Hack Your Camera’s Presets

The Canon Neutral picture style menu - by Canon

One of the more amazingly powerful and least understood features of modern DSLRs are the camera image style presets. I’m speaking specifically about image presets, also called picture styles, not preset shooting modes like aperture priority or shutter priority.

This topic can get a little confusing because of the sometimes fluid nature of photography terms and because some manufactures implement presets that change both the shooting modes and picture style under one setting heading and they all use different terms to describe the same basic processes. That’s why owner’s manuals are your friend. I’ve never been to a professional photography studio where a dog-eared camera manual wasn’t either on the desk or a convenient shelf.
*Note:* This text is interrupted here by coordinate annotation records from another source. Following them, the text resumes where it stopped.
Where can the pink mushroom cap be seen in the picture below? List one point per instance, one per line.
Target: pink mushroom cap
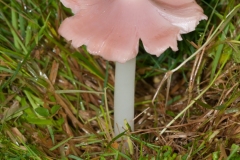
(113, 28)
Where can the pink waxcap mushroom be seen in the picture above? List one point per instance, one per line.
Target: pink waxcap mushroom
(112, 28)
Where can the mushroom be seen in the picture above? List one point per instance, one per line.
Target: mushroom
(113, 28)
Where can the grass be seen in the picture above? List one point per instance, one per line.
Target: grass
(56, 102)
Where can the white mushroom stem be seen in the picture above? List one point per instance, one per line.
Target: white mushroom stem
(124, 95)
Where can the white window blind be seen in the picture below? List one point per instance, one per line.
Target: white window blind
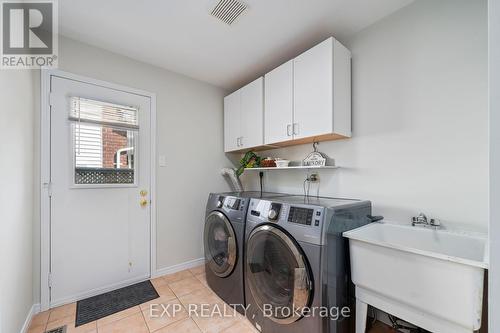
(84, 110)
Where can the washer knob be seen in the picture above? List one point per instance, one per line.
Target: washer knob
(272, 215)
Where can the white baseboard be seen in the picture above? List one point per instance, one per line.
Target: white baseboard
(35, 308)
(178, 267)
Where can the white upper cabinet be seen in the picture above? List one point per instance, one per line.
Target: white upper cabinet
(243, 117)
(278, 110)
(306, 99)
(232, 121)
(322, 91)
(252, 114)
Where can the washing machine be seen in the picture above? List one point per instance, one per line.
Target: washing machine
(296, 262)
(224, 242)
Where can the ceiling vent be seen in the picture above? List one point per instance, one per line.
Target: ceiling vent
(228, 10)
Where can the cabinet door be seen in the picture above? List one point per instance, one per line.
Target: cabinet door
(278, 111)
(232, 121)
(252, 114)
(313, 91)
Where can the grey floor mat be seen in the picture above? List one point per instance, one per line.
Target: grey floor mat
(100, 306)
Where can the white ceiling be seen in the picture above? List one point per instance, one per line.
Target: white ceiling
(181, 36)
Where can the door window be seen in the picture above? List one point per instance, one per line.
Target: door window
(104, 142)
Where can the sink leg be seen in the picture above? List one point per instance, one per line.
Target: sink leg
(361, 313)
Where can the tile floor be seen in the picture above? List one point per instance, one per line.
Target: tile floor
(181, 291)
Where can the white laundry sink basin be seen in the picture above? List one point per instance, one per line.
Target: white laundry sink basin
(431, 278)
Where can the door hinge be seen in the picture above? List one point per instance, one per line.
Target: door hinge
(51, 99)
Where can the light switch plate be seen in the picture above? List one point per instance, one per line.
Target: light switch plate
(162, 160)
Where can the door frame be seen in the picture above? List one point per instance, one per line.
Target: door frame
(45, 157)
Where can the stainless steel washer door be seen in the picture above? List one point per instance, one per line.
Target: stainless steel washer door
(277, 274)
(220, 244)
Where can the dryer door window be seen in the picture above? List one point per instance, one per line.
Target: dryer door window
(220, 244)
(278, 275)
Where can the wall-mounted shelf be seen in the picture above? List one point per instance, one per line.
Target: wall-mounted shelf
(299, 167)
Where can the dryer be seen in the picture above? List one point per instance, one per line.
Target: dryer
(224, 242)
(295, 259)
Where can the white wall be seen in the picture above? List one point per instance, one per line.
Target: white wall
(189, 133)
(494, 89)
(17, 113)
(420, 118)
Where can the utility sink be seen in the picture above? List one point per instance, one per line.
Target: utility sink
(430, 278)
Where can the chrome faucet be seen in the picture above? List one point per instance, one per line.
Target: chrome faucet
(422, 220)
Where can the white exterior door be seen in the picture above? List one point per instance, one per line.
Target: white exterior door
(279, 104)
(100, 216)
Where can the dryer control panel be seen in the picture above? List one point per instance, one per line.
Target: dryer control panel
(303, 221)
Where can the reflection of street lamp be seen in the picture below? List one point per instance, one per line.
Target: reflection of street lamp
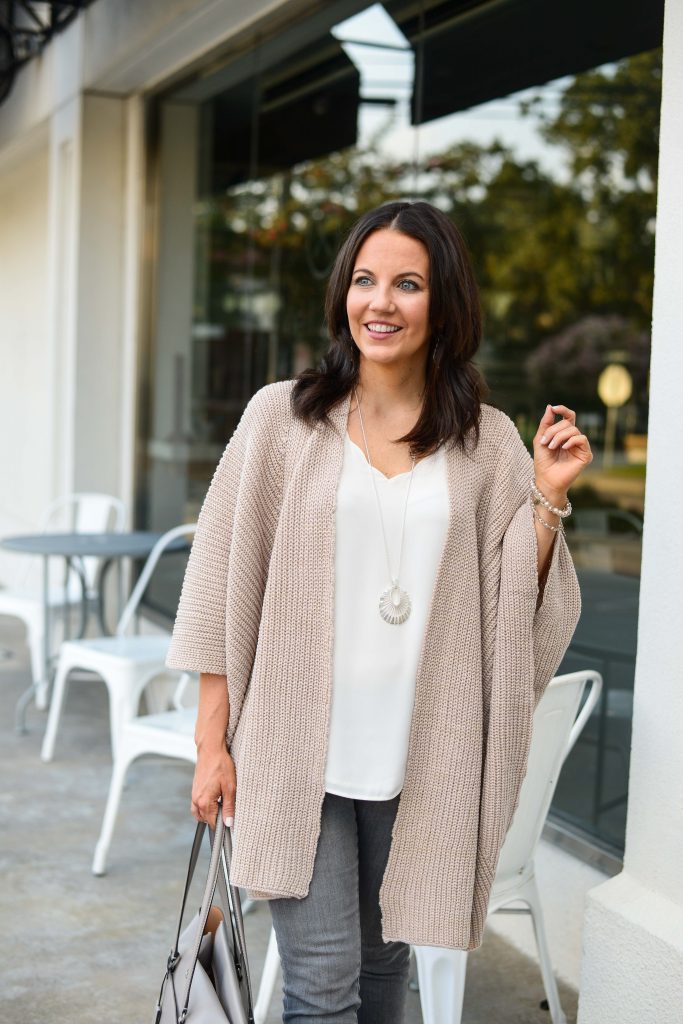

Today I’m focused specifically on image presets. In the Canon line they have names like Standard, Portrait, Faithful, and Landscape. Nikon implements them slightly differently with names like Standard, Vivid and Neutral.

This is another one of those topics where DSLR video and still photography collide and maybe the video guys have a little bit of a lead. In the old days you’d make this selection by choosing a different film type based on the shooting you were doing that day. Today it’s the Picture Styles menu in Canon and Manage Picture Control in Nikon.

If you’re not using styles, you’re missing out on a huge amount of functionality. In Canon you can switch between Standard and Landscape when shooting outdoors which produces more vivid colors in the green and blue range. Switch to the Portrait style when shooting people and your camera shifts the color and saturation settings to those more favorable to skin tones.

You can also create your own custom picture styles by selecting a unique combination of sharpness, contrast, saturation, and color tone and then save them in one of your custom preset menu options.

You can also modify the camera preset by tweaking the settings in the menu options. I don’t really recommend doing that until you have a lot of experience. Better to copy the settings into a custom preset and play around with them there.

The best place to learn the particulars of your camera’s picture styles is the owner’s manual. Read it, understand it, and do some experiments in controlled shooting situations that help you understand what’s happening when you change the image style settings.

Understanding picture styles and presets can make a huge difference in the quality of your photographs. It’s not fun, it’s not sexy, but it’s imperative to becoming a better shooter.